Based in Woodland Hills, Calif., the California Wellness Foundation will spend $25.5 million over the next five years on reducing youth violence in the state. The foundation's violence-prevention initiative tackles the epidemic on four fronts: empowering community leaders, funding community health programs, seeking public policy changes and conducting research on violence-related issues.
In 1991, California's murder rate led the nation with 3,000 homicides. It's the second leading cause of death among California youths age 13 to 19 and the No. 1 cause of death among young adults age 20 to 24.
Among the grant recipients is the Trauma Foundation of San Francisco General Hospital. The $1.35 million grant was used to establish the Pacific Center for Violence Prevention, which is helping to coordinate the foundation's violence-prevention initiative. For example, one of the center's objectives is to educate policymakers about the need to adopt laws that will keep kids from obtaining handguns.
In another education effort, the Harvard Community Health Plan Foundation, a private funding arm of the Brookline, Mass.-based HMO, has provided some $80,000 to help physicians identify intentional injuries and provide counseling.
Gun control.

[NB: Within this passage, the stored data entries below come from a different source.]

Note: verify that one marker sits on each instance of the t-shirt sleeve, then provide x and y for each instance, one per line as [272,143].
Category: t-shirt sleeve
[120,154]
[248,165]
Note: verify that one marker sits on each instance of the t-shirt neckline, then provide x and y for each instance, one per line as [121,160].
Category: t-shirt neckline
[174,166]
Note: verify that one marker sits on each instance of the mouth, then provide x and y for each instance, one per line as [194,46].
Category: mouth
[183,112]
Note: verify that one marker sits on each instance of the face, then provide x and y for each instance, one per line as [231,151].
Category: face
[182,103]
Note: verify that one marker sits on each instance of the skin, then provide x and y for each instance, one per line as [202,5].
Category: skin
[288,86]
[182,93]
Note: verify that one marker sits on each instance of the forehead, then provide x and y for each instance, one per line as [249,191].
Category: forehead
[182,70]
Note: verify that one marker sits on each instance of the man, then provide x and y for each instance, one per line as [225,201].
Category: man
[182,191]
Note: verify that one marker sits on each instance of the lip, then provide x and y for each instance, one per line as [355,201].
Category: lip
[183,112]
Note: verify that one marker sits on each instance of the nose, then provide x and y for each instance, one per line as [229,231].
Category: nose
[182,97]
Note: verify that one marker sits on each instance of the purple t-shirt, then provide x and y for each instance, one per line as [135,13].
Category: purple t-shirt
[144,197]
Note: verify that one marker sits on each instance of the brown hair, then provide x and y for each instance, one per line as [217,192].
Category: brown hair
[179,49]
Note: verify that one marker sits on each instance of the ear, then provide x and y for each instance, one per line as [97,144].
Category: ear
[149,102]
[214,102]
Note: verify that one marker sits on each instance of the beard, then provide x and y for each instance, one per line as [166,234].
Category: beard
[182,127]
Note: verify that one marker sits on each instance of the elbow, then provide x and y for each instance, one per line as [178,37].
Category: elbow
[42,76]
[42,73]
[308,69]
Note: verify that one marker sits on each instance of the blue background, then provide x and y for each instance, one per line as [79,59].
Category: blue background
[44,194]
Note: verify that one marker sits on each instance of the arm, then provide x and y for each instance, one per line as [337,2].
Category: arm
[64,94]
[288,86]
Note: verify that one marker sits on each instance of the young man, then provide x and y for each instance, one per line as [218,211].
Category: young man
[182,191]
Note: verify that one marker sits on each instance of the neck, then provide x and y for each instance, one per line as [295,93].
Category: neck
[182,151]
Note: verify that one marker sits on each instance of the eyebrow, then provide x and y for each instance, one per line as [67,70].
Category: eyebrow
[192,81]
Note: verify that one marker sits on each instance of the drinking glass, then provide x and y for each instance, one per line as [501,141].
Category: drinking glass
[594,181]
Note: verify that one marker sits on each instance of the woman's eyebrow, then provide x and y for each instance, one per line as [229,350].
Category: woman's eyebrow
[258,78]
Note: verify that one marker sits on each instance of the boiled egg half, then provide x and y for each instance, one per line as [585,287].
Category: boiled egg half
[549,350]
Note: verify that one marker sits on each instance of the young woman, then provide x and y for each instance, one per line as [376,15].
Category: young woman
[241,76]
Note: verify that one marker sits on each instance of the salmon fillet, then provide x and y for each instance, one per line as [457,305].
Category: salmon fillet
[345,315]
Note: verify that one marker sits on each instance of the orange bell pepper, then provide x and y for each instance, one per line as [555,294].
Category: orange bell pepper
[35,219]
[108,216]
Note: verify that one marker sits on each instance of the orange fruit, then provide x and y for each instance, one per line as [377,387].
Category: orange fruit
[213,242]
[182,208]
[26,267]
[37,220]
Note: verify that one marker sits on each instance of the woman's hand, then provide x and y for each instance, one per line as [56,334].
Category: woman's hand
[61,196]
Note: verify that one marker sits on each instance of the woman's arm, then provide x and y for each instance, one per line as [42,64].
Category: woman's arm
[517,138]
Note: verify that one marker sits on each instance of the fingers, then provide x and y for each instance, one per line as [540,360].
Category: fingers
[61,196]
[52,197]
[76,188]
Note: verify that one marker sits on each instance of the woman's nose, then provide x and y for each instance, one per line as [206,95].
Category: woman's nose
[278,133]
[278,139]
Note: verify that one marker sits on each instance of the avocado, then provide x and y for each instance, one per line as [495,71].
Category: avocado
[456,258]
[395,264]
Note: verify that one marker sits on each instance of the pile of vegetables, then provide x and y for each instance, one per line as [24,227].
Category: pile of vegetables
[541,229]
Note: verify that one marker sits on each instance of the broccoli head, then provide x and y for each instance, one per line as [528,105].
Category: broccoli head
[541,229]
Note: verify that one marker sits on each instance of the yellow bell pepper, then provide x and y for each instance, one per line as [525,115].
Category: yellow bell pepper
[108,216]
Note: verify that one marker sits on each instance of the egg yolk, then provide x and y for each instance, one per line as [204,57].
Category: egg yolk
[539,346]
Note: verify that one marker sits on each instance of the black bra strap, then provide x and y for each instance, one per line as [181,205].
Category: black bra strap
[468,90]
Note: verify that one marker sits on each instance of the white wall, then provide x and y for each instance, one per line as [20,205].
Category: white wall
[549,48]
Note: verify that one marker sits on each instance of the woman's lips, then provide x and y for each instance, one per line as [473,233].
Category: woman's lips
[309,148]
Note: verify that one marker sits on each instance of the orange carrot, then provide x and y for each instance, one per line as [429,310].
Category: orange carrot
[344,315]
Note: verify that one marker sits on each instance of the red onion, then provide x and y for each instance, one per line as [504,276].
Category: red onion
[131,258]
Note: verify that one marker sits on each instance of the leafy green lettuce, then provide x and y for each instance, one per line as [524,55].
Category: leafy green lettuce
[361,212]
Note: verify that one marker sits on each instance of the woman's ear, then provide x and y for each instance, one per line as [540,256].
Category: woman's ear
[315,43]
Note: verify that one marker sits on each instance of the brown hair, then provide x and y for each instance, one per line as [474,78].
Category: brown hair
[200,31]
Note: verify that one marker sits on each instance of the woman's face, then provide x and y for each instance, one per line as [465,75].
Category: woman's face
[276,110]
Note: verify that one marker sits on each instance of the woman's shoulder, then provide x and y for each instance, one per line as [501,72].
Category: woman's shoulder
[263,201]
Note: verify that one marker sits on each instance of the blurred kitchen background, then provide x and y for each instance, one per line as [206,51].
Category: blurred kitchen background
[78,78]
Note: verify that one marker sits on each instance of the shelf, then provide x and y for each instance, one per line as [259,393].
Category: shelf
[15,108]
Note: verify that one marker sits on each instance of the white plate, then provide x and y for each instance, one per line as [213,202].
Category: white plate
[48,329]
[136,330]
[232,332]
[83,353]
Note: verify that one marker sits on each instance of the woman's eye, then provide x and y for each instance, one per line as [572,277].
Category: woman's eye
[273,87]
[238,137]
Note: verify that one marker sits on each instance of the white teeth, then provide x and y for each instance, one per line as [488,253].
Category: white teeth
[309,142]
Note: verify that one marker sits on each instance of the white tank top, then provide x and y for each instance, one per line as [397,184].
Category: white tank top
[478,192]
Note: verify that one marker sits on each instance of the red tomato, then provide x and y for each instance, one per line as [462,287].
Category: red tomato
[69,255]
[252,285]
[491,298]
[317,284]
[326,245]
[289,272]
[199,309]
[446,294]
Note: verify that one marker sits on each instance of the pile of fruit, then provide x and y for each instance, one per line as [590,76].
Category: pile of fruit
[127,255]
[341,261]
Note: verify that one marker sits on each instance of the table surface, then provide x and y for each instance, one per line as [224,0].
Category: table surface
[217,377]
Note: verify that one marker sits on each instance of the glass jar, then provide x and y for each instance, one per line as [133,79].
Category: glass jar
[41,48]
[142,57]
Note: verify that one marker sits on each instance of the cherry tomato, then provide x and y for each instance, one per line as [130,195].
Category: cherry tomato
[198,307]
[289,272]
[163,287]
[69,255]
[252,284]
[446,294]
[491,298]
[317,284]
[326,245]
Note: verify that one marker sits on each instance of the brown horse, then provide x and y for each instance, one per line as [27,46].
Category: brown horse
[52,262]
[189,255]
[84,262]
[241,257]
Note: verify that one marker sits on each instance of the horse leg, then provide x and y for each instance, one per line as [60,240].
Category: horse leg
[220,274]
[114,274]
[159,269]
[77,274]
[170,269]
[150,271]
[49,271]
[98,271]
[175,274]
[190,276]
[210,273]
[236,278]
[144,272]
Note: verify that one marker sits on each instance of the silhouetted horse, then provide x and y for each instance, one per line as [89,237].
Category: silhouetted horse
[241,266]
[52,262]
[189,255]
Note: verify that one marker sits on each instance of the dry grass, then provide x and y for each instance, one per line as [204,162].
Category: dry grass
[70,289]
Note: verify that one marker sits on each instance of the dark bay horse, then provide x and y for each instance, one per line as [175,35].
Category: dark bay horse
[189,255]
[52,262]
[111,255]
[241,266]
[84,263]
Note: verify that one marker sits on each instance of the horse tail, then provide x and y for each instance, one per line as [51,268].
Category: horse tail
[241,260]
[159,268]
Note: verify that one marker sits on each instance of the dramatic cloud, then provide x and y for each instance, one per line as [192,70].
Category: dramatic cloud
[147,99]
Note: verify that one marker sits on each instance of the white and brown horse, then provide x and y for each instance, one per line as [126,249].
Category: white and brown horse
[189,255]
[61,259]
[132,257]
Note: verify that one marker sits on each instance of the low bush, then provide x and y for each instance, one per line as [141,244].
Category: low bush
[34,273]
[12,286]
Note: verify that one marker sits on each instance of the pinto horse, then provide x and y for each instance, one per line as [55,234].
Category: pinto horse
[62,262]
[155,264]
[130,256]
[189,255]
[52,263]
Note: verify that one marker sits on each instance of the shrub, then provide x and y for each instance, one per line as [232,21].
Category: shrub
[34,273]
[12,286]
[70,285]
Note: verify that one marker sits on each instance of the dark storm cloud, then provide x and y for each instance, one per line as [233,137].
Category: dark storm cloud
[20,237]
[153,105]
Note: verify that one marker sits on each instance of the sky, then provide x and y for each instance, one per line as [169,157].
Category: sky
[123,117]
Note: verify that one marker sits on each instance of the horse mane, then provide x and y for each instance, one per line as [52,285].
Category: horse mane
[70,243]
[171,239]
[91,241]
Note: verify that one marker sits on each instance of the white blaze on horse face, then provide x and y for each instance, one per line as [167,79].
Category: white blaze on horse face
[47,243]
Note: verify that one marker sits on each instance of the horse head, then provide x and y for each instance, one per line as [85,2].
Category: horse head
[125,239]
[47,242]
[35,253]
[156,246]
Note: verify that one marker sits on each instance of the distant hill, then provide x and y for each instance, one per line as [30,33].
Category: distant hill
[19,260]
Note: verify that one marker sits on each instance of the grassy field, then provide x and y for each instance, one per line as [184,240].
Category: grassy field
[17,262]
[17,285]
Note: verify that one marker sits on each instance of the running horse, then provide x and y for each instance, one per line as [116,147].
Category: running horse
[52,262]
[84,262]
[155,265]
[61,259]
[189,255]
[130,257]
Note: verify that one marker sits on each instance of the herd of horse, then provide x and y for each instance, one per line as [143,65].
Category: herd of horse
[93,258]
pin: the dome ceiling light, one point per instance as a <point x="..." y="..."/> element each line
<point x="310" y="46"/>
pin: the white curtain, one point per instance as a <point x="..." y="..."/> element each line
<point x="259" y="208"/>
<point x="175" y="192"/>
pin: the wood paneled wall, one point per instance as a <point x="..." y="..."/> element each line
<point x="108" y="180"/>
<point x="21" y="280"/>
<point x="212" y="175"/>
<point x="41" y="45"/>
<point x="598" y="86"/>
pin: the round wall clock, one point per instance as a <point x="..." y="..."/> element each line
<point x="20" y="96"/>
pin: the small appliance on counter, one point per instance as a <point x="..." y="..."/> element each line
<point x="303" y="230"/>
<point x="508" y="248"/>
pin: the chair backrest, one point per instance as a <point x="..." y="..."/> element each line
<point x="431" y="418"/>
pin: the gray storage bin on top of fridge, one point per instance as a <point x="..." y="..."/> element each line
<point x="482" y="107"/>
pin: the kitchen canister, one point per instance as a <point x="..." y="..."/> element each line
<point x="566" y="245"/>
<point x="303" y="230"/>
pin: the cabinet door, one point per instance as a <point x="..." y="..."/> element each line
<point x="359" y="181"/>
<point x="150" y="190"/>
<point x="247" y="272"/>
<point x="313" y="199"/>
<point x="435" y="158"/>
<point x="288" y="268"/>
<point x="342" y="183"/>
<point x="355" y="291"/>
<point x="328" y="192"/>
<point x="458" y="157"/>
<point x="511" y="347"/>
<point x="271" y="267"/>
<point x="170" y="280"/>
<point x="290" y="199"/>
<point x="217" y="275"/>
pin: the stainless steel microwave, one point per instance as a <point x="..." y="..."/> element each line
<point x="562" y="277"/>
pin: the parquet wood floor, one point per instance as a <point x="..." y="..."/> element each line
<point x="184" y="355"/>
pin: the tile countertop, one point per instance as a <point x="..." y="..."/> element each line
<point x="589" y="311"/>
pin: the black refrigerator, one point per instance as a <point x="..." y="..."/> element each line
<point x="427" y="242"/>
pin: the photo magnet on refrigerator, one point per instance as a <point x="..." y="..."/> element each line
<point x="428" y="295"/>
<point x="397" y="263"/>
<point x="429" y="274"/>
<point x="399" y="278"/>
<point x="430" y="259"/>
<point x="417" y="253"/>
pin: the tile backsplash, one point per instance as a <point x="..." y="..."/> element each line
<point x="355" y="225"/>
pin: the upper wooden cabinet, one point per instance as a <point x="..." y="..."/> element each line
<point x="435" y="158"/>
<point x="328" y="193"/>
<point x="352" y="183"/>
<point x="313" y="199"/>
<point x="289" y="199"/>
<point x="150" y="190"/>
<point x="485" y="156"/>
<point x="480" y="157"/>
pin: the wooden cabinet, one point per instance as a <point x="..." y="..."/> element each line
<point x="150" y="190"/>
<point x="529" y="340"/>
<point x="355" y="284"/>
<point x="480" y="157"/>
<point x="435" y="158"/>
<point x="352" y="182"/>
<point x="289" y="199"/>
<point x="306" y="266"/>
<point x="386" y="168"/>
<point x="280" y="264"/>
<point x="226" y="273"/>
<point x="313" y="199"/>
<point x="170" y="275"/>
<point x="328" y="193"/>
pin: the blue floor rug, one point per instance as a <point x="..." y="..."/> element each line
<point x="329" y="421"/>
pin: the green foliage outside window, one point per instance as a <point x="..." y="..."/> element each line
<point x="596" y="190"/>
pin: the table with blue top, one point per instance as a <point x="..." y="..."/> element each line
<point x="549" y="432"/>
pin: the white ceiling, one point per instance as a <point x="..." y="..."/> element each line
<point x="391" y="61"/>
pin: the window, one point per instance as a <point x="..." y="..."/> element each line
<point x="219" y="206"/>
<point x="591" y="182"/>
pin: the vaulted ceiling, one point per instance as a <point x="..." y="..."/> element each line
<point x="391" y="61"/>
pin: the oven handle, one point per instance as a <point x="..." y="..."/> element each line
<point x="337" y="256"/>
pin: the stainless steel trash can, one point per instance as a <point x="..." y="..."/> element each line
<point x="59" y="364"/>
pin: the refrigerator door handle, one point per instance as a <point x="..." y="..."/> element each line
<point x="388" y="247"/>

While many foundations prefer to fund educational initiatives, more are providing direct funding to gun-control lobbies, according to the Chronicle of Philanthropy.
The New York-based Aaron Diamond Foundation began funding violence-prevention programs about five years ago. It spends about $100,000 annually, or 5% of its civil liberties program budget, to support such groups as Handgun Control, the lobbying organization chaired by Sarah Brady, wife of President Reagan's former press secretary, James Brady. Mr. Brady was critically wounded during the 1981 assassination attempt on the president.
But most of the foundation's funding for violence prevention is targeted at reducing violent behavior in schools. It spends $500,000 to $750,000 annually, or 9% of its education programs budget, on violence education, which includes conflict resolution and mediation.
It makes more sense and it's less expensive to teach kids how to deal with anger than to install $80,000 metal detectors at every school entrance, said Marsha Bonner, associate director of the foundation.
Aaron Diamond hasn't provided funding to any hospital-sponsored violence-prevention programs but would consider such efforts.
"(Given) the fact that there are more and more people looking at this as a priority, we would be open to funding more groups," she said.